Question

A2+b=29,a+b2=21 ,what is the value of a

Answer 1

a²+b=29 and a+b²=21.

Also, (a²+b)-(a+b²)=29-21=8,

a²-b²-(a-b)=8,

(a-b)(a+b)-(a-b)=8,

(a-b)(a+b-1)=8, and 8=1×8=2×4.

If a+b-1=8, so a+b=9 and a-b=1, 2a=10, so a=5 (b=4); a²+b=25+4=29✔️ a+b²=5+16=21✔️

If a+b-1=4, so a+b=5 and a-b=2, 2a=7, so a=7/2 (b=3/2); a²+b=49/4+3/2=55/4≠29❌ a+b²=7/2+9/4=23/4≠21❌

If a+b-1=-1, so b=-a and a-b=-8, 2a=-8 and a=-4 (b=4); a²+b=20≠29❌ a+b²=-4+16=12≠21❌

If a+b-1=-1, so b=-a and a-b=-8, 2a=-8 and a=-4 (b=4); a²+b=20≠29❌ a+b²=-4+16=12≠21❌

None of the other integer combinations work.

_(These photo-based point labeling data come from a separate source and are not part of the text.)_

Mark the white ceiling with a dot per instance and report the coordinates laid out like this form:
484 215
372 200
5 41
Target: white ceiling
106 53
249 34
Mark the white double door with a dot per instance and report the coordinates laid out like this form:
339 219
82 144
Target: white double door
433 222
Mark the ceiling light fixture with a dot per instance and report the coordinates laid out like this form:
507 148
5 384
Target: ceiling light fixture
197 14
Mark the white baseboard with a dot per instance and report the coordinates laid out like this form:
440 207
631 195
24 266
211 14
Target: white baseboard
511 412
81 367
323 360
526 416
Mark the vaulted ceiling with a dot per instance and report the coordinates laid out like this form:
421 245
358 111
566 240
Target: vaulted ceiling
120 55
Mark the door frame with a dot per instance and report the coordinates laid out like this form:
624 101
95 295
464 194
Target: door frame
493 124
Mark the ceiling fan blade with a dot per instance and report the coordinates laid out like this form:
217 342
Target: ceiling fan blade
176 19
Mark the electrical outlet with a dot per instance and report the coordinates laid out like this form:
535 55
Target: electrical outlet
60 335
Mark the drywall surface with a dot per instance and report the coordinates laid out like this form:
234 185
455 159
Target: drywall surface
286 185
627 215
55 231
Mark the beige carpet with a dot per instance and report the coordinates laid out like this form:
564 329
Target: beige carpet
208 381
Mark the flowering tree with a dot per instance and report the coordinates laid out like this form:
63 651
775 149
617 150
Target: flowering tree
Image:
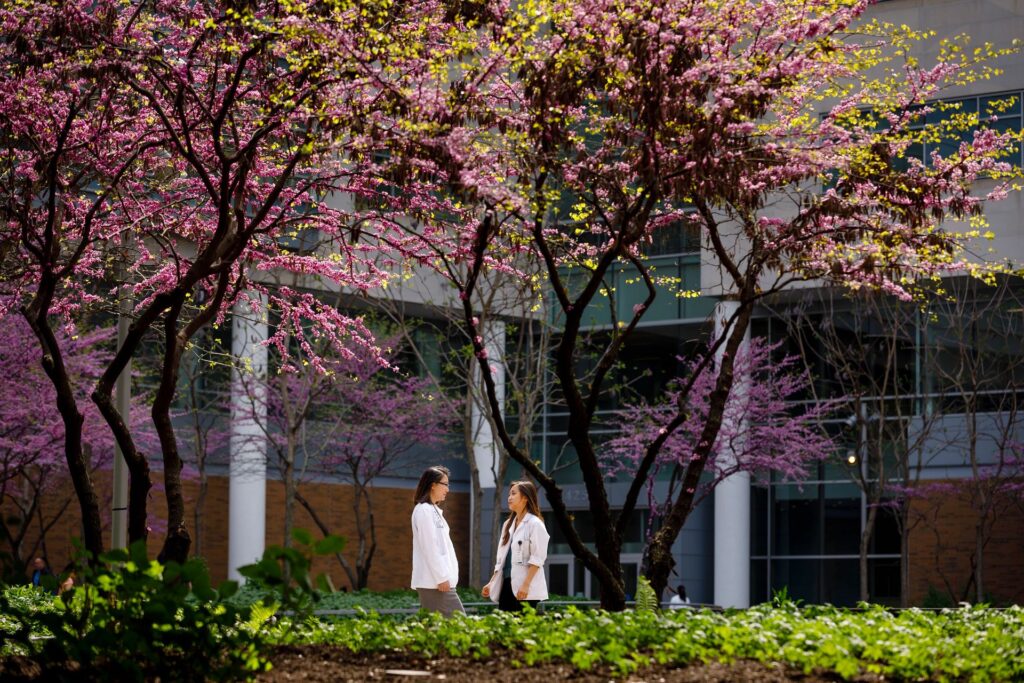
975 376
33 477
355 420
761 430
201 140
573 133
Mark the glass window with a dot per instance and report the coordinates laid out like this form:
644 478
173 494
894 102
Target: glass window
883 580
840 582
842 518
797 518
558 578
759 520
759 582
801 579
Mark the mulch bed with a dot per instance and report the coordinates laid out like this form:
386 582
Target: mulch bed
335 665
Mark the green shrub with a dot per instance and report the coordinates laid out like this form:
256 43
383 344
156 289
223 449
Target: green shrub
130 619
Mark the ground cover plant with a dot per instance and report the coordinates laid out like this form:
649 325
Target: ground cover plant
771 640
971 643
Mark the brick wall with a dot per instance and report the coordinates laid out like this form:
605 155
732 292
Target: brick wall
391 565
942 543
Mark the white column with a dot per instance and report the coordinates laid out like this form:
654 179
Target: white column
732 505
247 487
485 449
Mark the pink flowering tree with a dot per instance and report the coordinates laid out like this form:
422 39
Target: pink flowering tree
574 133
762 431
181 150
355 421
34 492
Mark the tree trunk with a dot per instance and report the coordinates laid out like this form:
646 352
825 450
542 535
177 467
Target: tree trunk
322 525
475 492
865 543
904 555
659 550
52 361
178 542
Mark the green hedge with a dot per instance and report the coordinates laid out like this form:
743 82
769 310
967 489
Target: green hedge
975 643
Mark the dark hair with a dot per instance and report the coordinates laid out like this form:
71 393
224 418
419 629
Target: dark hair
527 491
430 476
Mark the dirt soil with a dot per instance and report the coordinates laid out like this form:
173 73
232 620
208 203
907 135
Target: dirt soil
336 665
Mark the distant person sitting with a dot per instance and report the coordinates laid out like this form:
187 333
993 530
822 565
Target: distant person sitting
39 569
679 600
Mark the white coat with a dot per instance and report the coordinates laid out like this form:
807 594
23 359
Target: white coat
434 560
528 545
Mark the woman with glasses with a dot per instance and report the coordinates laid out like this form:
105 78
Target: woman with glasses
518 573
435 567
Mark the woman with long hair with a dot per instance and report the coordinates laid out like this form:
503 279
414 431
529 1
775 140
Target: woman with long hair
518 573
435 567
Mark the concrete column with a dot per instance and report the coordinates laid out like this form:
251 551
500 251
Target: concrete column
247 487
732 505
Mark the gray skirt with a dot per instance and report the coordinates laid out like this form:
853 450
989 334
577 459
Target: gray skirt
446 603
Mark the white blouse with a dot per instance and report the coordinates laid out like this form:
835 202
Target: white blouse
434 560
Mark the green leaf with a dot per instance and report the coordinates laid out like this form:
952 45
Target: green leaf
329 545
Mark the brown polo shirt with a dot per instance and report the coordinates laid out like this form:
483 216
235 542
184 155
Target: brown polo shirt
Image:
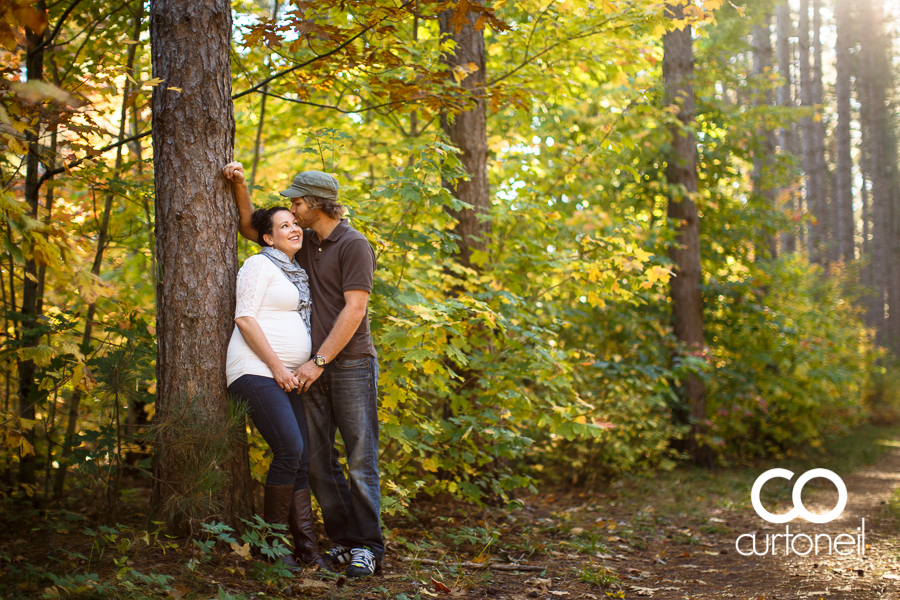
342 261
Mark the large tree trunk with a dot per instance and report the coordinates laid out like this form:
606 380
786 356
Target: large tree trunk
765 153
786 99
681 173
843 193
467 131
196 229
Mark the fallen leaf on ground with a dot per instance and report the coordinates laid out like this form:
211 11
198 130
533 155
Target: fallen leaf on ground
538 584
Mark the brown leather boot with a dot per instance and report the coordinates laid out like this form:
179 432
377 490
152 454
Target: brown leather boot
277 509
306 546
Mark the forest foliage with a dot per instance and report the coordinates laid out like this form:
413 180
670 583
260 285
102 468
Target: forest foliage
553 349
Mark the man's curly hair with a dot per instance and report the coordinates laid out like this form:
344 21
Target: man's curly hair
326 205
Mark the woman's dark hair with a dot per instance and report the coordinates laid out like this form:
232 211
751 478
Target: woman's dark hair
262 222
328 206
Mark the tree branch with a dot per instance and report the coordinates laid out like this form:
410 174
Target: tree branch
56 29
534 57
312 60
340 110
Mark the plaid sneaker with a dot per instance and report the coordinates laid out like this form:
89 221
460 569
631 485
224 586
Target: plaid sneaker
362 564
337 556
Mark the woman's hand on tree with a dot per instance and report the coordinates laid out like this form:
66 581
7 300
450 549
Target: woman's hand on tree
234 172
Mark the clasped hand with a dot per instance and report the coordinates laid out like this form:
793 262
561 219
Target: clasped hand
286 379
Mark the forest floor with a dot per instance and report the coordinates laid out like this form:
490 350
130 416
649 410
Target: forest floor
668 536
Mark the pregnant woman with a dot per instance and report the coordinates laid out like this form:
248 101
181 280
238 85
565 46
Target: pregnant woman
272 338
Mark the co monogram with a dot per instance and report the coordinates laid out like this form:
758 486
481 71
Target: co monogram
799 509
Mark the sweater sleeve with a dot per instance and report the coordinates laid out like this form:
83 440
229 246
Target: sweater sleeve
251 286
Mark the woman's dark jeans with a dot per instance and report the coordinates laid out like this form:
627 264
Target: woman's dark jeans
279 417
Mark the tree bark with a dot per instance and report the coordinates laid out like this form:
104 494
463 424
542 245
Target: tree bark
824 222
196 229
873 86
34 69
843 193
786 99
807 125
681 173
467 131
765 153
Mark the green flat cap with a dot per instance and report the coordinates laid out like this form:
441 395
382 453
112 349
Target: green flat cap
313 183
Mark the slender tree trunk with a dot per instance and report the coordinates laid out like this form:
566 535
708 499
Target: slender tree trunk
34 68
866 211
822 208
681 173
467 131
196 228
813 194
786 99
874 78
765 153
843 193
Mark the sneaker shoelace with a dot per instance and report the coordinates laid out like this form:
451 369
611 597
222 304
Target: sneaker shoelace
363 557
339 554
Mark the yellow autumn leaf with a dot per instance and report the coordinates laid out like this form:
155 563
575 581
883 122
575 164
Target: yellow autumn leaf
242 551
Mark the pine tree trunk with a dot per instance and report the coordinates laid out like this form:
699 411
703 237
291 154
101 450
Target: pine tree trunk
823 210
681 173
817 202
765 153
785 99
843 193
34 69
196 229
874 78
468 132
813 242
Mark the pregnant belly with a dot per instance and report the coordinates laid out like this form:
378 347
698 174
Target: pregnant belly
288 337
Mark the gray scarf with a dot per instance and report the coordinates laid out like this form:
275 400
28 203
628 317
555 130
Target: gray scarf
296 275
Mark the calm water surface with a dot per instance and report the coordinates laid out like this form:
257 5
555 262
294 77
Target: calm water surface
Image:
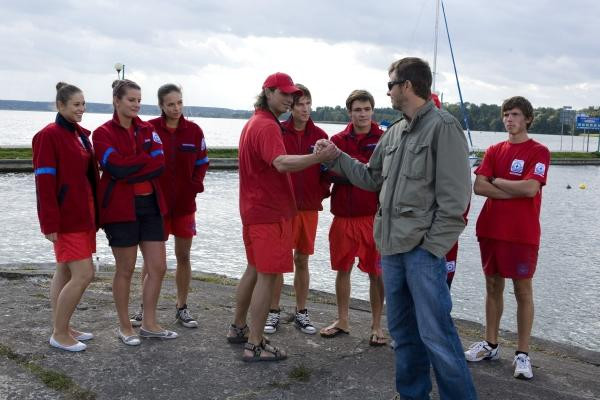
18 127
566 284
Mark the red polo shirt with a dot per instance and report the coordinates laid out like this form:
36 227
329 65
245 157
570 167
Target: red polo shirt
518 219
266 196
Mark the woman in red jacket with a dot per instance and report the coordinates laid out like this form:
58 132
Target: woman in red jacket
186 162
131 206
65 178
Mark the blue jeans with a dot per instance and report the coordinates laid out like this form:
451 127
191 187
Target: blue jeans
418 313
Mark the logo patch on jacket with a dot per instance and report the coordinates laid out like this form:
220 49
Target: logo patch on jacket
517 167
540 169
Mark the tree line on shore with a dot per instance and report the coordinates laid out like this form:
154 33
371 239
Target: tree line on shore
483 117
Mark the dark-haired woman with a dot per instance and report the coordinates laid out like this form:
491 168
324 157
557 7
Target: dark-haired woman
186 162
131 206
66 176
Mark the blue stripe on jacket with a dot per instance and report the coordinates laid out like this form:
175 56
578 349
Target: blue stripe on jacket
201 161
106 154
45 170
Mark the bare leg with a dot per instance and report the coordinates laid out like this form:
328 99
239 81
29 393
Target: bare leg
259 308
59 280
524 296
82 273
154 254
125 264
274 305
342 294
376 297
494 306
183 273
301 279
244 295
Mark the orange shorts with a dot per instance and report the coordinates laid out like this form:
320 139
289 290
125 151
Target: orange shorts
508 259
183 226
304 229
269 247
353 237
74 246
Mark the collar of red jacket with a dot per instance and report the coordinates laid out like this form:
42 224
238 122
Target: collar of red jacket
288 126
181 124
349 131
137 121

So one answer appears to be a=5. However, there may be more solutions, not necessarily integers.

Now let's try a different method:

b=29-a²; a+(29-a²)²=21, a+841-58a²+a⁴=21,

a⁴-58a²+a+820=0. We know one solution is a=5 so we can divide by this solution:

5 | 1 0 -58      1    820

     1 5  25 -165 | -820

     1 5 -33 -164 |    0   =a³+5a²-33a-164, which has 3 irrational solutions: 

a=-5.8465, -4.8900, 5.7365 (approx).

a=5 is probably the expected solution.